The Lonely Girl is the second book in "The Country Girls" trilogy. The three novels: The Country Girls, The Lonely Girl, and Girls in Their Married Bliss, trace the coming of age of two Irish girls from childhood friendship through sexual awakening to marriage and middle age. The author describes the first novel in the trilogy as “a simple tale of two girls who were trying to burst out of their gym frocks and their convent…and make it in the big city.” It is not necessary to have read the first book, or to go on and read the last, in order to enjoy and appreciate The Lonely Girl, although such is the power of Edna O’Brien’s storytelling, that most readers will go on to read all three no matter in whatever order.
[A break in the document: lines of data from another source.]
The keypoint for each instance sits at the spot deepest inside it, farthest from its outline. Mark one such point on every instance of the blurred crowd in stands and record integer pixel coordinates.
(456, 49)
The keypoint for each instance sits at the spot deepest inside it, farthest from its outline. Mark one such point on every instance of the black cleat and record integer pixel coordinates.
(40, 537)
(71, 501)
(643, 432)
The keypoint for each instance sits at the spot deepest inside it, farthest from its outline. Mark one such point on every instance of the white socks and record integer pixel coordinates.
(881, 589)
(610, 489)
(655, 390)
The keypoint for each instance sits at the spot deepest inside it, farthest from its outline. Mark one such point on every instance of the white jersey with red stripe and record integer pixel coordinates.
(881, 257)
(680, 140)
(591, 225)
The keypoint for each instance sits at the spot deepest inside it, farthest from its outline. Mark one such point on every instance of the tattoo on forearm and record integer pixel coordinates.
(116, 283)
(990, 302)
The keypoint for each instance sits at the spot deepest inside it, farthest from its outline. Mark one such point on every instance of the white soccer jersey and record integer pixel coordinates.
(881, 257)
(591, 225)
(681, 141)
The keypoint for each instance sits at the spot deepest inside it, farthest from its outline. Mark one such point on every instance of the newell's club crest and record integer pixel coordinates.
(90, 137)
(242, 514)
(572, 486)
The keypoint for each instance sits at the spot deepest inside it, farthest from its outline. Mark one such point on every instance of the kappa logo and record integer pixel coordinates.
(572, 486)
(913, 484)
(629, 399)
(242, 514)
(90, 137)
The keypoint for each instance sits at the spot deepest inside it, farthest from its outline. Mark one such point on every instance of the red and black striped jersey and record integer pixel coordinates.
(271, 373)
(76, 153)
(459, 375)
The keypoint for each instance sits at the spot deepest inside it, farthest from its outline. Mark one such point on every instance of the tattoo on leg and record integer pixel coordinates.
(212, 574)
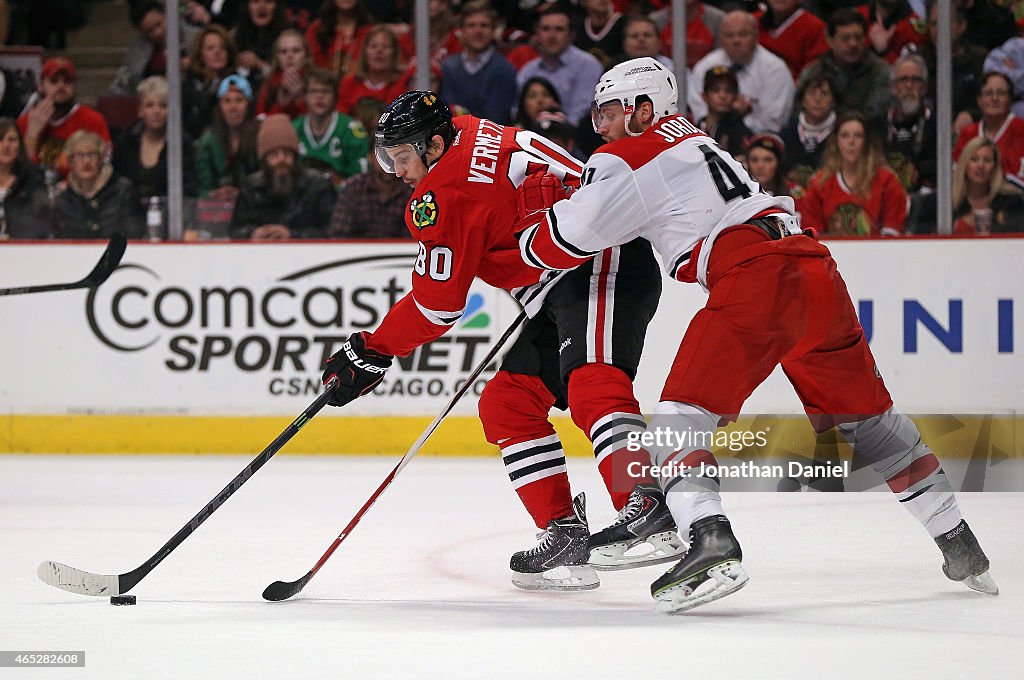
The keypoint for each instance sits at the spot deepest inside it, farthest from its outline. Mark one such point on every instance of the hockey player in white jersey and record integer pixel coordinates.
(774, 297)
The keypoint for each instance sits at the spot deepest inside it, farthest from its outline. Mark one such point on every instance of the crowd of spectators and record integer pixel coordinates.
(829, 101)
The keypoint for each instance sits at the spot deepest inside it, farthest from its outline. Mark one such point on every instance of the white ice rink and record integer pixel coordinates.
(842, 586)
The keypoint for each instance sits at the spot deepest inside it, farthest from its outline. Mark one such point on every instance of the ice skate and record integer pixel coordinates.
(643, 534)
(964, 560)
(559, 560)
(710, 570)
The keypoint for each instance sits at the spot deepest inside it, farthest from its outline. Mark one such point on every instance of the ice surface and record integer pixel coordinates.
(842, 586)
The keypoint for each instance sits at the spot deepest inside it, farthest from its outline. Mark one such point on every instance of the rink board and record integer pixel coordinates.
(214, 347)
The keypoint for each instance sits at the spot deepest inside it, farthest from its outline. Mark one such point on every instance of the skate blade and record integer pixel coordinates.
(722, 580)
(560, 578)
(655, 549)
(983, 583)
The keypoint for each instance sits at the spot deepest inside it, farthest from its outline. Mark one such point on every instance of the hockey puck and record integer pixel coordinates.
(788, 484)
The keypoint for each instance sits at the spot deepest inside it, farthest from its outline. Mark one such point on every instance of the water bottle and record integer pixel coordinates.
(154, 219)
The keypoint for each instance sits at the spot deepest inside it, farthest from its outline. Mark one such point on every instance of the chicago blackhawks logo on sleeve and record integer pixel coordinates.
(424, 211)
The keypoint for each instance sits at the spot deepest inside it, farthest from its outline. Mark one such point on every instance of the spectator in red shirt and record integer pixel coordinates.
(54, 116)
(998, 124)
(855, 193)
(379, 73)
(285, 90)
(256, 31)
(892, 26)
(335, 38)
(792, 33)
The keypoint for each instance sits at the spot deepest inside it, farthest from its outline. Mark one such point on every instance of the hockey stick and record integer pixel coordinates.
(281, 590)
(104, 267)
(84, 583)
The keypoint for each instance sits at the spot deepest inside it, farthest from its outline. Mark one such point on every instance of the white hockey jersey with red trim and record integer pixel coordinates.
(672, 185)
(463, 215)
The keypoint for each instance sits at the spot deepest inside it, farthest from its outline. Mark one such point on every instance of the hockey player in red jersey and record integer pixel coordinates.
(774, 297)
(580, 348)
By the time The Lonely Girl begins, the girls are now young women of twenty-one living in a boarding house in Dublin. Kate, the narrator and the awkward, lonely girl of the title, is searching for true love. A true innocent, Kate’s ideal man is the “strange, complex, romantic” type like Jay Gatsby and other characters in novels. Her friend Baba, Kate’s opposite in terms of temperament and philosophy of life, is only after adventure and a good time. Funny, daring and tough, she is a consummate survivor. When the girls gatecrash a fancy party, Kate meets and falls for Eugene Gaillard, a sophisticated older man who is separated but not divorced from his wife. Initially attracted to each other as opposites, they soon find that their conflicting wants and needs as well as their dissimilar backgrounds, make for a turbulent relationship.

When the first book of the trilogy was originally published in the 1960’s, it was banned in the author’s native Ireland because of sexual content. It was denounced as a smear on Irish womanhood. The priest in the author’s home parish even led a bookburning on the chapel grounds, at which several women are said to have fainted. When The Lonely Girl came out, it was condemned as being even more immoral than The Country Girls. The author’s own mother went through the book, blacking out all the offending words. It is no wonder that Edna O’Brien made her home in London after that. Today it is hard to believe that these books could stir up so much moral outrage. This is not to say that the novel should be read merely as a curiosity or a period piece. On the contrary, the honest portrayal of women, of their strengths and frailties, of the universal pattern of their lives and loves, will always be relevant.

Edna O’Brien’s spare prose style is perfectly suited to the ingenuousness of the narrator, Kate. It also has the effect of lending an air of inevitability to the story. It is as if the author were saying: “look, this is just the way of the world for we women, it’s as simple as that.” The way of the world for Kate is disillusionment and pain, but for the irrepressible Baba, there is usually something to laugh about. This wonderful balance of thematic elements, within a controlled, often ironic style, is Edna O’Brien’s true talent.

The Lonely Girl contains brief flashes of the more flowing, lyrical style that the author, heavily influenced by James Joyce, developed more fully later in her career. When one comes across these flashes of lyricism, they take one’s breath away, being all the more powerful for their rarity. Edna O’Brien deserves her place amongst the giants of Irish literature, both for her unique prose and for her insight into the human condition.

For ardent fans of Edna O’Brien’s later novels, it is certainly worth revisiting The Lonely Girl – it is like returning to the source. For those as yet unfamiliar with her work, this book is a terrific introduction to one of our truly great contemporary writers.